Publié le Dimanche 24 septembre 2023 à 11h00.

Komeda, de Joachim Kühn New Trio

Act, 2023, 17,90 euros.

Le pianiste allemand Joachim Kühn pratique depuis soixante ans avec succès tous les styles de jazz. Son dernier disque en groupe a été enregistré en concert à Berlin et est tout entier consacré au compositeur polonais Krzysztof Komeda.

Il nous rappelle ainsi que, au moment de fuir sa RDA natale dans les années 1960, il avait déjà passé un temps en Pologne. C’est là qu’il rencontre Komeda qui enregistrait Astigmatic, salué par certains comme le meilleur disque de jazz jamais réalisé dans le pays, avec une influence internationale majeure.

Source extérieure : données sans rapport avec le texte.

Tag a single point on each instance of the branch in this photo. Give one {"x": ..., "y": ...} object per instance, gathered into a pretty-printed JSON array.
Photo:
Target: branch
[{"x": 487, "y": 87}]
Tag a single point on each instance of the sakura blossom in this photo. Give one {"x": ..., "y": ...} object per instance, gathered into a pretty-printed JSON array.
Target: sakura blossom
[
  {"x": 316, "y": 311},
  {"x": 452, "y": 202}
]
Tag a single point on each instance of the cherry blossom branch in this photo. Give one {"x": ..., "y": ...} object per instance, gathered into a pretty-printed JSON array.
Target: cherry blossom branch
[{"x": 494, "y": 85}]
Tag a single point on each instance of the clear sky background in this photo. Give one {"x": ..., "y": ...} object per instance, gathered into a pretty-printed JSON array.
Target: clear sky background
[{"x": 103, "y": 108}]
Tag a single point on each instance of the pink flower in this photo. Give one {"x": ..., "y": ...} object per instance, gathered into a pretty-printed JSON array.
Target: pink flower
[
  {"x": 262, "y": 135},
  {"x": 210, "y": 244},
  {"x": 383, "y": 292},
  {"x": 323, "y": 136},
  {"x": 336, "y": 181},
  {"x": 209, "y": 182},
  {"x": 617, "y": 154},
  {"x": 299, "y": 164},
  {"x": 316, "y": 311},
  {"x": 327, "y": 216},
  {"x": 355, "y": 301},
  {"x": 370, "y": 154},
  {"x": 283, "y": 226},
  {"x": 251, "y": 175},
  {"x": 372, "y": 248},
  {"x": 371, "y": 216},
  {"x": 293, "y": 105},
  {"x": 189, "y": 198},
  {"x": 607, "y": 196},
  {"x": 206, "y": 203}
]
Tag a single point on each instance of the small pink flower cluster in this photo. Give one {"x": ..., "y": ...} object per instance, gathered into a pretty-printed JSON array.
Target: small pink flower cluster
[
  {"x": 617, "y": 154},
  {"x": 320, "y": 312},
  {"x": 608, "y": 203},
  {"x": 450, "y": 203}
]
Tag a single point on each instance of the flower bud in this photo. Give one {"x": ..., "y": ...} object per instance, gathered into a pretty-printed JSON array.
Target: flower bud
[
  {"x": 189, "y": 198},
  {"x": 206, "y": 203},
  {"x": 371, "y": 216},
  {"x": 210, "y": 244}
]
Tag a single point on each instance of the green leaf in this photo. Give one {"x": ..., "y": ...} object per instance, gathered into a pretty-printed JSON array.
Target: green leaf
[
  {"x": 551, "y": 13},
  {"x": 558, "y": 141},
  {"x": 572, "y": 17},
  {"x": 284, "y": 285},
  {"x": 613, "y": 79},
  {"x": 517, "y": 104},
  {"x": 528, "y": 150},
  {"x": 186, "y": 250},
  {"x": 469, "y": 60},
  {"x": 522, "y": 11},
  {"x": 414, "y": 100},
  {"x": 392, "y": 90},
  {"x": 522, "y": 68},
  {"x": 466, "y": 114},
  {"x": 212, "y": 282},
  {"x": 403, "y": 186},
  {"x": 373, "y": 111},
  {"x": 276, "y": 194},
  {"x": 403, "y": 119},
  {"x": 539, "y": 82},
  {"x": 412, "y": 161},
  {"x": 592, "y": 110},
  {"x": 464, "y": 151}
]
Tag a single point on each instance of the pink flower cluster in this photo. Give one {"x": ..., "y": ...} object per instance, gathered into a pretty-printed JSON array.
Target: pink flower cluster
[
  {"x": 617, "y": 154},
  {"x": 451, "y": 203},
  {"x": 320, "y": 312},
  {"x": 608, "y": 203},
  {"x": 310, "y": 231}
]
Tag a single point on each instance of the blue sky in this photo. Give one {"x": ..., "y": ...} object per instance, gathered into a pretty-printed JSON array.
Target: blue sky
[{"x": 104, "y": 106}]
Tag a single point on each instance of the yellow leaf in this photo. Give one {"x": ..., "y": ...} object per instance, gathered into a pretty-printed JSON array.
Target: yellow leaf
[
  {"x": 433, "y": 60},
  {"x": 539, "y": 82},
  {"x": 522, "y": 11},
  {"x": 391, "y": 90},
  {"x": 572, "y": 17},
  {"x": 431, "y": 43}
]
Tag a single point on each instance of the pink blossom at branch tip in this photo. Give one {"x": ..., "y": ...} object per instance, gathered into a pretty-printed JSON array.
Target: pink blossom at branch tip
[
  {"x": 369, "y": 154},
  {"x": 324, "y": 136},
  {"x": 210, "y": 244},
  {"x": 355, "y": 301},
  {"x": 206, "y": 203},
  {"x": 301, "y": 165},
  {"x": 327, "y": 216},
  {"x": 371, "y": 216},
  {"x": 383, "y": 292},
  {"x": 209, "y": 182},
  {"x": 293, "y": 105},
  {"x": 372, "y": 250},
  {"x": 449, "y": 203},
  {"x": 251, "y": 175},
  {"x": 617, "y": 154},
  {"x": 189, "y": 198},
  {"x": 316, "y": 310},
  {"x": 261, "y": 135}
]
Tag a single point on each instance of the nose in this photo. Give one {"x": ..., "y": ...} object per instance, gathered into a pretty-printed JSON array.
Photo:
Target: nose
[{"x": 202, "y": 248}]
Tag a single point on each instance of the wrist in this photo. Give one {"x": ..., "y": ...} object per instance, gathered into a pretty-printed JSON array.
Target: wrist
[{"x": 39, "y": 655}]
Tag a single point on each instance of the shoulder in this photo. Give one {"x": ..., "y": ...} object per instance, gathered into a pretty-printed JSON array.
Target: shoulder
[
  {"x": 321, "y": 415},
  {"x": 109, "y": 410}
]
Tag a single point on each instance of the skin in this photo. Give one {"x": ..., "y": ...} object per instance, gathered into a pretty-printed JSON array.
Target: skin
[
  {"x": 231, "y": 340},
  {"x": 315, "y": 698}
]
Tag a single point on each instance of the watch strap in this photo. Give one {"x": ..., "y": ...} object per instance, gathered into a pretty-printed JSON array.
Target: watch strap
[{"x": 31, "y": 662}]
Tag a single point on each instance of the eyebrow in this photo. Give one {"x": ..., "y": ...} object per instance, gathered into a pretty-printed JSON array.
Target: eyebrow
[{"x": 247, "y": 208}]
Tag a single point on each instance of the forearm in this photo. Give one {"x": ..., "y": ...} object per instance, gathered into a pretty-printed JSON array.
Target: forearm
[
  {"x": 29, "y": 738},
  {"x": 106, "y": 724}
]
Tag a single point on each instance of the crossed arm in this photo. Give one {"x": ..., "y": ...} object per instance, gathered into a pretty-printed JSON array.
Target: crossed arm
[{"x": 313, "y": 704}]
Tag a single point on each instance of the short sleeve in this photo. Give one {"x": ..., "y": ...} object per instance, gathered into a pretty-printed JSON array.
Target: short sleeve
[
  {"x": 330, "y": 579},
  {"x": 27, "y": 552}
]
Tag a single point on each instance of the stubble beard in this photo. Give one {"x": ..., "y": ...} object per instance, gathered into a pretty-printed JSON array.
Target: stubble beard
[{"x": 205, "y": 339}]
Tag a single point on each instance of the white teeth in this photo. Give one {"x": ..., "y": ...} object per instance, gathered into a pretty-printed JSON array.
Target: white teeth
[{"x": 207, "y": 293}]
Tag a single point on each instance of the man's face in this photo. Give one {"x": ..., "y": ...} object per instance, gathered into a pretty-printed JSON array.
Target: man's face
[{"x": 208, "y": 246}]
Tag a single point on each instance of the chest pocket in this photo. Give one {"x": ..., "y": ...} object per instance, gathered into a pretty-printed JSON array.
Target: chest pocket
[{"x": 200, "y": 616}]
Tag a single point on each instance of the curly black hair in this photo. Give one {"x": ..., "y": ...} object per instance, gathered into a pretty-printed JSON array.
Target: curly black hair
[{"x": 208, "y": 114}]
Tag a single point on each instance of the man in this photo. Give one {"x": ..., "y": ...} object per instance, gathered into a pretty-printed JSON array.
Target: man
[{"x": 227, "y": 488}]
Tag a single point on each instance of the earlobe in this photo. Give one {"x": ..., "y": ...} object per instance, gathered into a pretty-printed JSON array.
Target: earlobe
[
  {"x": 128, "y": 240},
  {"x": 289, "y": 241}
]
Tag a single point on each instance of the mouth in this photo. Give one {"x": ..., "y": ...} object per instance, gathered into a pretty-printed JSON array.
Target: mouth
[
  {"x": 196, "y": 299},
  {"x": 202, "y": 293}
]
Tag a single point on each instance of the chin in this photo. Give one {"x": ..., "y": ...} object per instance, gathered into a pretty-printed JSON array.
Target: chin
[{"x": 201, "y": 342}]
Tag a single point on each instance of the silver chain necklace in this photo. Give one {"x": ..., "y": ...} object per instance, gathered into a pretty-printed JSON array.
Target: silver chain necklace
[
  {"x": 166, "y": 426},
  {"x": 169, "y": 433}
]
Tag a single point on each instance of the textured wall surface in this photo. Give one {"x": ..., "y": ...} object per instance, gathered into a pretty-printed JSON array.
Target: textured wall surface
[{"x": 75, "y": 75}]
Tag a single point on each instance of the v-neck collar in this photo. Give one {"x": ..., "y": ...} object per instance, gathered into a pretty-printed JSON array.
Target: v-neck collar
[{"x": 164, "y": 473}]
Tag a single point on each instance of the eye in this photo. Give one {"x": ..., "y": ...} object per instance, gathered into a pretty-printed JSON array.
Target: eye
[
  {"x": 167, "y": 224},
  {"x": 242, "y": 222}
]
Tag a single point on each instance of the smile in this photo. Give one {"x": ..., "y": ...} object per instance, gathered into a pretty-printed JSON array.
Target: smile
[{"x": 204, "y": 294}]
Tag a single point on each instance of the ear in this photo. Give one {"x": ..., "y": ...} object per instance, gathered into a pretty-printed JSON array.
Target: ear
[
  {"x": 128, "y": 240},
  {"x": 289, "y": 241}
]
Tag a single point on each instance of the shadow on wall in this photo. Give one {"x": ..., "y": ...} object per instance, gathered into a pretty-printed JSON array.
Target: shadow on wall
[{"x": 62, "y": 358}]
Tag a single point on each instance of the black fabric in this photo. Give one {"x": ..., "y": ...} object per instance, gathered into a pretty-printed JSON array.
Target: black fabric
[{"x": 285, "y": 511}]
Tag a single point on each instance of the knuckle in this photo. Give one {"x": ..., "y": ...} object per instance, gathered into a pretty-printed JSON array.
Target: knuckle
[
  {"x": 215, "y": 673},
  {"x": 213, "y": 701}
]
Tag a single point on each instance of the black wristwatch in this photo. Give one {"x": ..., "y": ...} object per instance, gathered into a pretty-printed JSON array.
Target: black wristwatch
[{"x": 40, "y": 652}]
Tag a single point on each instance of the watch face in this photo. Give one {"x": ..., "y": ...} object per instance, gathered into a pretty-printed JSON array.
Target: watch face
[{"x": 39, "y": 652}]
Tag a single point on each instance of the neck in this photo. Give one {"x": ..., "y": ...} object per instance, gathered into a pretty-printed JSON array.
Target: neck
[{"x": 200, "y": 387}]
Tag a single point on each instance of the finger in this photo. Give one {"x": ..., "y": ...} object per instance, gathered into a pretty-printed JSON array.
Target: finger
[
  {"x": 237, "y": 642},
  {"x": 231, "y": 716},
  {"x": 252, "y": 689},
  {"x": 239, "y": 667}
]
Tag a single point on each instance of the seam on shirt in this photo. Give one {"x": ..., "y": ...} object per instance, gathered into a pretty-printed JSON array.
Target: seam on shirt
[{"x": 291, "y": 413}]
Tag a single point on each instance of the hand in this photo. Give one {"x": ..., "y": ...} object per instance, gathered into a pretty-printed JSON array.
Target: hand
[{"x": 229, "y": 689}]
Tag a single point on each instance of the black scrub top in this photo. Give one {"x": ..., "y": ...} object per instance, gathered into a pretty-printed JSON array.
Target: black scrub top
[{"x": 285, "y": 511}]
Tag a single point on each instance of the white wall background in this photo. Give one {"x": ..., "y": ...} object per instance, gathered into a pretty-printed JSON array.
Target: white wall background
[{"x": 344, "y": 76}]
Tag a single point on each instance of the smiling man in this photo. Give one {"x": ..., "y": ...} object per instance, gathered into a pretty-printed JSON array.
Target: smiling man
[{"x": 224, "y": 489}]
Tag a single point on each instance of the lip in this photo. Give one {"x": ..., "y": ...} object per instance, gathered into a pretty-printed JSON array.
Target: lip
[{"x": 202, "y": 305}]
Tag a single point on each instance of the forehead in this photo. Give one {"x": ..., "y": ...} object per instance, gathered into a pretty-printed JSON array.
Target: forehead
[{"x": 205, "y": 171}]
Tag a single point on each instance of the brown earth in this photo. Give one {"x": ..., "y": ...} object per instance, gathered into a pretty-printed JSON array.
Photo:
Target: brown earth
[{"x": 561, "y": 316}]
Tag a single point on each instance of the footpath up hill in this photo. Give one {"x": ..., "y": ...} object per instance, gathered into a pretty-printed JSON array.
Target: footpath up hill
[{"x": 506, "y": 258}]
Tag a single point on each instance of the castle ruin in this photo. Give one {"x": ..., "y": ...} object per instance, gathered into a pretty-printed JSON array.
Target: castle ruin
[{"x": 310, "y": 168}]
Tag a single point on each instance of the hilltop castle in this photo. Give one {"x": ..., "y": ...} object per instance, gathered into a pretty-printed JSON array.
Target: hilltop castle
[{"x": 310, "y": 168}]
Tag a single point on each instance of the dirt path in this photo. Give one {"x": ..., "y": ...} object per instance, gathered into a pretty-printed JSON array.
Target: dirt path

L’occasion pour beaucoup d’entre nous d’apprendre que, bien avant la chute du Mur, existaient en Pologne des artisans d’un jazz radical, fiévreux et sophistiqué. En effet, de jeunes musiciens — nulle femme repérée dans cette histoire — se sont attelés dès la fin de la guerre à pratiquer une musique très mal vue par des autorités sous influence stalinienne. Mais Komeda aura bien autre chose à faire que de préférer un impérialisme à un autre. Sa singularité mélodique, il la doit en partie à l’influence de la musique folklorique, et il s’imposera internationalement comme un défenseur pionnier du jazz européen face à l’hégémonie américaine.

En 2011, son jeune compatriote Leszek Możdżer lui rendait déjà hommage sur le mode intimiste du piano solo1. Possible que l’aîné allemand se soit dit qu’il était grand temps qu’il fasse lui aussi son Komeda, mais différemment. Une comparable inventivité dans la relecture amoureuse de cette musique, mais surtout une implacable énergie, une virtuosité tranquille de chaque interprète et un amusement audible à chaque note. L’Atom String Quartet n’est pas là pour ajouter une couleur « slave » au trio habituel piano-basse-batterie ; il est indissociable de l’écriture des arrangements — pour le moins classieux — et de cette formidable vitalité collective.

Chez nous, Krzysztof Komeda est presque exclusivement connu comme compositeur de nombreuses musiques de films, et ce grâce à sa très fructueuse collaboration avec Polanski de 1958 à 1968. Il meurt accidentellement en 1969, à 37 ans, peu après avoir livré le thème génial et tragique de Rosemary’s baby. Aujourd’hui à nouveau revisitée, sans effet de manche, par Kühn et ses complices, cette valse triste s’échappe définitivement de l’histoire du cinéma pour n’être plus que musique pure. Osons le dire : une des plus belles.